Dietary eicosapentaenoic acid does not modify cyclosporin-induced inhibition of angiotensin II-stimulated prostaglandin synthesis in mesangial cells.

Abstract

Clinical and experimental cyclosporin A (CSA) nephrotoxicity is characterized by alterations in renal hemodynamics and a reduction in glomerular filtration rate (GFR). The mesangial cell may be a target for the actions of CSA. CSA has been shown to activate the renin angiotensin system and to increase the excretion of TXB2 (the stable metabolite of TXA2). This study investigated the role of CSA and mesangial cell prostaglandin release in mediating some of the alterations in renal hemodynamics.
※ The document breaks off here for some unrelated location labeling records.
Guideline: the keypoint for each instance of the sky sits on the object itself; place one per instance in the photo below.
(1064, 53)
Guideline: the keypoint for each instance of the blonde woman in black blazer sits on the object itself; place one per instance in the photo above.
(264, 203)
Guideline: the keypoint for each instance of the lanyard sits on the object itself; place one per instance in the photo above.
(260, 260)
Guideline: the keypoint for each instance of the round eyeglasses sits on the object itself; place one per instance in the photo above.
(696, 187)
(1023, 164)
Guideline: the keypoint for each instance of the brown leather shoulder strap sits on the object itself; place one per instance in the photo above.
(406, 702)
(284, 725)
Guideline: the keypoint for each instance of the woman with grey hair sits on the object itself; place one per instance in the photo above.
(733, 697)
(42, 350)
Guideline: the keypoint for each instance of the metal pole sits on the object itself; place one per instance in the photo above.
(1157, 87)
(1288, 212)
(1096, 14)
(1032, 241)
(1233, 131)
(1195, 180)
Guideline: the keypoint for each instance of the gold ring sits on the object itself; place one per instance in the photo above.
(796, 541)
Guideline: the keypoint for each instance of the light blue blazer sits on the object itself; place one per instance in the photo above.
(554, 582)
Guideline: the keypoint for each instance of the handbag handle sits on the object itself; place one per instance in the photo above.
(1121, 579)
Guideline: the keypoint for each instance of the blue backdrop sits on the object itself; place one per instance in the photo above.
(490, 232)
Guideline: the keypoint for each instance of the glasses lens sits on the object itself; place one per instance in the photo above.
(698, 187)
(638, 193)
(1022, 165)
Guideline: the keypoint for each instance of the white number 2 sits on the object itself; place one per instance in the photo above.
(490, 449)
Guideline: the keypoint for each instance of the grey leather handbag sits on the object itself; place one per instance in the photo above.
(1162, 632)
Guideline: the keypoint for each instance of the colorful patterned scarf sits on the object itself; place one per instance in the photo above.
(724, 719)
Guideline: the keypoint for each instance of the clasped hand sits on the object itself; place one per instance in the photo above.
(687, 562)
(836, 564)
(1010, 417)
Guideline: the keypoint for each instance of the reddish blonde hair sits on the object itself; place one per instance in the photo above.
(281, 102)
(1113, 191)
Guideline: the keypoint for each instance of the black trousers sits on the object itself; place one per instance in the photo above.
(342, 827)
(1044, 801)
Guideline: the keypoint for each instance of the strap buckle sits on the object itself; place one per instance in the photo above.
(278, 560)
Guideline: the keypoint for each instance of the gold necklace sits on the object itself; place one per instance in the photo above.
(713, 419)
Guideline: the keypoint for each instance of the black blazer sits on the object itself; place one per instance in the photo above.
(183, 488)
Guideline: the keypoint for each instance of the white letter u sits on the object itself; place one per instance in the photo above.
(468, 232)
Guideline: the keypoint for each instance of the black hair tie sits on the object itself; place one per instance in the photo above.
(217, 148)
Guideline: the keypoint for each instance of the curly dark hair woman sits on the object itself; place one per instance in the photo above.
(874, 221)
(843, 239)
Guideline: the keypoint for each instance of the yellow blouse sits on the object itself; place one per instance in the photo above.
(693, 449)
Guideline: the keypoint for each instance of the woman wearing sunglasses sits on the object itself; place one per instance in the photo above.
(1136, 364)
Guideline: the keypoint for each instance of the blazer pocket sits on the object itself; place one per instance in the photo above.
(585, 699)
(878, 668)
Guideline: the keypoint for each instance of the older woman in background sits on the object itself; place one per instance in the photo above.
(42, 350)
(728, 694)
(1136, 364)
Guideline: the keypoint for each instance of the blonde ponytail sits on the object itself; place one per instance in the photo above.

Primary rat mesangial cell cultures (first passage) were exposed to CSA followed by stimulation with angiotensin II (AII) 10(-7) M. PGE2 and TXB2 release was measured after 5 and 15 minutes incubation. Experimental CSA nephrotoxicity in rats has been shown to be reduced by the use of MaxEPA fish oil (containing eicosapentaenoic acid) as the vehicle for CSA. Therefore, the experiments were repeated using mesangial cells obtained from rats fed an enriched eicosapentaenoic acid (MaxEPA) diet for 3 weeks. CSA significantly inhibited AII stimulated PGE2 release in both experiments. There was no increase in TXB2 release. Alterations in membrane fatty acid composition, available for prostaglandin synthesis, did not alter the results. This study demonstrated that CSA significantly inhibits AII-stimulated prostaglandin release. The increased excretion of TXB2, seen with CSA treatment, does not arise from the mesangial cells, and the protective effect of MaxEPA, as a vehicle for CSA, is not due to its effects on mesangial cell prostaglandin release.